Annotated Genome Region Matrix¶
RegionDS file: N-D dense matrix for Genome Region with various annotations¶
A RegionDS
can be created from DMR analysis or a set of genomic regions in a BED file. An initial RegionDS only contains genome coordinates of the regions, it can then be annotated with other genomic features, epigenomic profiles, TF binding motifs, etc. Other genomic analysis such as Region-Region correlation and enhancer prediction can be performed after a rich annotated RegionDS. RegionDS is ready to handle millions of regions with the wonderful xarray and zarr package as backends.
Relationships between RegionDS and MCDS¶
MCDS
and RegionDS
are very similar data structures designed for different purpose (cellular and genomic analysis).
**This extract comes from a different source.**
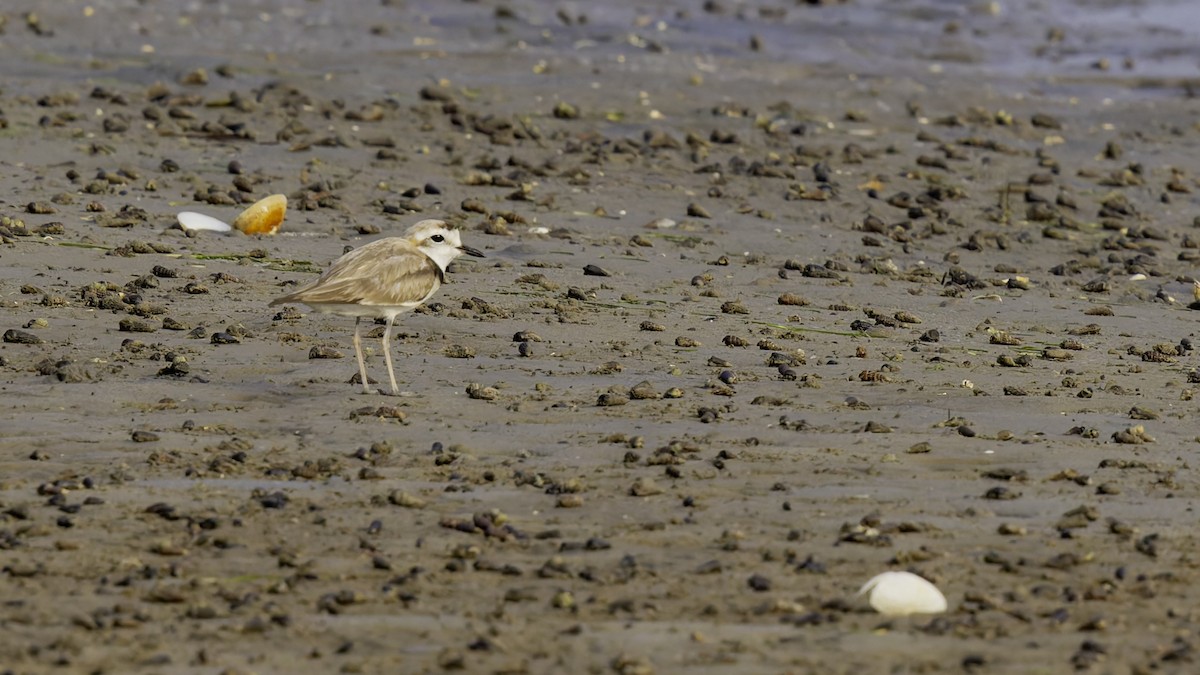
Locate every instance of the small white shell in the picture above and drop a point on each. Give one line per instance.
(900, 593)
(192, 220)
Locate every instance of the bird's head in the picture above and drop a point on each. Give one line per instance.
(439, 242)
Two key ideas for understanding their relationship includes:
The MCDS and RegionDS are both inherited from the
xarray.Dataset
class, which internally uses the zarr format for data storage and lazy loading as well as the dask package for parallel computation.The methods in MCDS treat cells as observations and genomic regions as features; the goal is to do cellular analysis. The methods in RegionDS treat genomic regions as observations and cell or cell clusters as features; the goal is to do genomic analysis.